The Bismarck model would result in a world for the Californian in which they would simply show up, receive treatment, and leave. There is also flexibility in choosing your doctor and insurer. However, the shortcoming of the system could be that such choice may prove limited, and some significantly expensive treatments may be unavailable. For those who wish to continue in their private clinics, they may be subjected to higher fees from their private doctor.

Can It Be Done?

One of the most complicated aspects of implementing such a system will be coordinating with the federal government. California already relies on approximately $22 billion in federal funding annually in order to cover private insurance subsidies linked to plans purchased through the state’s health insurance exchange, as part of the Affordable Care Act. This subsidy also pays for the expansion of Medicaid (Medi-Cal). Would these funds be repealed if California pushed ahead? 

The irony of this proposal is that part of it relied on the expectation that Republicans and the Trump Administration would, as they fervently promised, repeal and replace ‘Obamacare’ – which they failed to do. The Republicans had promised the repeal of ACA would empower the states to pursue their own healthcare initiatives. Now that ‘Obamacare’ is still in place, more reshuffling will inevitably have to take place.

Interestingly, California’s ability to legislate by public referendum may be integral to the success of such a proposal. According to a Pew Research report from early this year, 60% of Americans – up from 51% last year, agree that government should be responsible for ensuring health care coverage for all Americans. The report noted that there has in fact been a spike in support for this position from low and middle income Republicans. Moreover, considering Gavin Newsom is the current front-runner in the 2018 California Governor’s race, the issue will most likely run as a major electoral talking point. The California State Legislature has already passed similar bills of this nature in both 2006 and 2008 - both of which were vetoed (I won’t say it) by Arnold Schwarzenegger. Newsom was mayor of San Francisoco when it implemented the similar Healthy San Francisco program, and he intends to do the same if he becomes Governor. While Newsom admits such a program might not be able to reach all parts of the state, at least not initially, “it can be adopted…where the majority of California’s population is.”

Many observers, including Professor Field note that the German model is not the best, but might be the best for California.
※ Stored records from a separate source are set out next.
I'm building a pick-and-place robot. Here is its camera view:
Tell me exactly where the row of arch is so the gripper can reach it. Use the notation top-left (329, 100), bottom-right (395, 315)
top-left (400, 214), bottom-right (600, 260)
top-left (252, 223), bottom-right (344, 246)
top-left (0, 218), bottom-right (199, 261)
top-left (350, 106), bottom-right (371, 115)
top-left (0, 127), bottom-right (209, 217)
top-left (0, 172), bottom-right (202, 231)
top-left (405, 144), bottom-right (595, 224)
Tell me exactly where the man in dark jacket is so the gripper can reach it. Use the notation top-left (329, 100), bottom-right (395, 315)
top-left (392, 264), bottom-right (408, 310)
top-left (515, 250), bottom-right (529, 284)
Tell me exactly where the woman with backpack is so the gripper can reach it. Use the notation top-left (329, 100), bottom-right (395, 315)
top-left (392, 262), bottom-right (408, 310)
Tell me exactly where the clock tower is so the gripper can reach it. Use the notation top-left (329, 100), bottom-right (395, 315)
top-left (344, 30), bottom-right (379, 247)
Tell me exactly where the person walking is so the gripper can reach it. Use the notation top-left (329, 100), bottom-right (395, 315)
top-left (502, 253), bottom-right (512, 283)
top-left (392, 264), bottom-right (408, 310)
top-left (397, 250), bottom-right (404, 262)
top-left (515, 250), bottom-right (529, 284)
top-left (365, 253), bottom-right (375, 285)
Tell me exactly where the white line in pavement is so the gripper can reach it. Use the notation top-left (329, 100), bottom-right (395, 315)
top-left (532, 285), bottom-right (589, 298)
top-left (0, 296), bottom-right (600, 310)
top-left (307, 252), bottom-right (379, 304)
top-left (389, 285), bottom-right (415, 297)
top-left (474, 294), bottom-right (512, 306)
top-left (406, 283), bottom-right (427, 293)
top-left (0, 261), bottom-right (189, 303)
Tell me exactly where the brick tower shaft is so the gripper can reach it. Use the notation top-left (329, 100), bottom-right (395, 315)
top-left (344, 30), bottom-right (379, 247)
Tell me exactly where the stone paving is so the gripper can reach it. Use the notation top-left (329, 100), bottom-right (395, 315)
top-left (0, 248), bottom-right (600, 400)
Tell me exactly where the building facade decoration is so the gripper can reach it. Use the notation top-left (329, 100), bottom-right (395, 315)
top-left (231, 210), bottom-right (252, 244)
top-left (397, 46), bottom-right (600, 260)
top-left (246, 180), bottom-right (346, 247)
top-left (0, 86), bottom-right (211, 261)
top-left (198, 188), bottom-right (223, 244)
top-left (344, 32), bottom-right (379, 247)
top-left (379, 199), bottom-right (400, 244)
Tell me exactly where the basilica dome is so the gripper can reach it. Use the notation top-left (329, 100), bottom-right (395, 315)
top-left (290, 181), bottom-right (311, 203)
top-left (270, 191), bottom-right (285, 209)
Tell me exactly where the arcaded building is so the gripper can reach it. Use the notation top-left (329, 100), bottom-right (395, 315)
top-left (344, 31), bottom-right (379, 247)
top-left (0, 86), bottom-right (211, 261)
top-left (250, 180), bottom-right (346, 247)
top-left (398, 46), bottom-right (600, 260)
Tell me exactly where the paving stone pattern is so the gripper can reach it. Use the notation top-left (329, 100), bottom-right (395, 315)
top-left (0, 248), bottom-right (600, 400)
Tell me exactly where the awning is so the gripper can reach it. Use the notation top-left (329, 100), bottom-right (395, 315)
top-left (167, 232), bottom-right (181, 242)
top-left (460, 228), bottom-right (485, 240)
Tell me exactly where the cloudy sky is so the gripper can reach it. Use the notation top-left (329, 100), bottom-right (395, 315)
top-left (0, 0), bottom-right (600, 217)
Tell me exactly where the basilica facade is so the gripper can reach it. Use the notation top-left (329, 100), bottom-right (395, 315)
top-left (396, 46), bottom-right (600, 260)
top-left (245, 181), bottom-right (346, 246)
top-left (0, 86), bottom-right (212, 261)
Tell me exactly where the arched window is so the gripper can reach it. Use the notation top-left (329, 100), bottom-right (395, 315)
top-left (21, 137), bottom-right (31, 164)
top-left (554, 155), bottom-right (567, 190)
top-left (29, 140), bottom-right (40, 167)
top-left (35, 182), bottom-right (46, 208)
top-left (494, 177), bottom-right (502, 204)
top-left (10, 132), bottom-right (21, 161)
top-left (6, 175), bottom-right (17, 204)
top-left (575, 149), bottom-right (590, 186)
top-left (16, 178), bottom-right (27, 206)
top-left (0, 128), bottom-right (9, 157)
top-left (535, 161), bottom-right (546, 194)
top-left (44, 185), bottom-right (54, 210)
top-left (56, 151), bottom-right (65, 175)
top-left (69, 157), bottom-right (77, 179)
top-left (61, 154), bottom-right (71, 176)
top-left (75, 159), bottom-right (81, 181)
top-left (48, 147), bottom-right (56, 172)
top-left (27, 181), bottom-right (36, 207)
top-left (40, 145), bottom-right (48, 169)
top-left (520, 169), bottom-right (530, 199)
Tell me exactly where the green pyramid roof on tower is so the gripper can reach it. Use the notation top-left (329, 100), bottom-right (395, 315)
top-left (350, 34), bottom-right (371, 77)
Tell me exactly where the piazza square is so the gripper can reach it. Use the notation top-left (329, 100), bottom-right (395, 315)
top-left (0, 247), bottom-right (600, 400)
Field argues a model closer to the Canadian system is generally better because it does without most private insurers, who simply serve to “add another layer, which can drive up costs.”  The fluidity of the German model makes it the most likely to find a way through the maze of interests and pre-existing structures. Furthermore, existing Californian systems, such as Kaiser, which has been largely successful, could ideally be integrated into the more pliable model.

All progress in the United States is made in small steps. It is difficult when clear answers seem to lay themselves out in the Californian sun, but like all difficulties in the American experiment, it all comes down to one singular truth: the United States is simply too big to govern. Perhaps if California can show the way, it won’t take long for a domino effect to topple across the country. The task of drawing up and implementing a bill of this magnitude will be a complicated and possibly even fierce task. However, what is clear is that if any state has the ability to make this work, it’s California.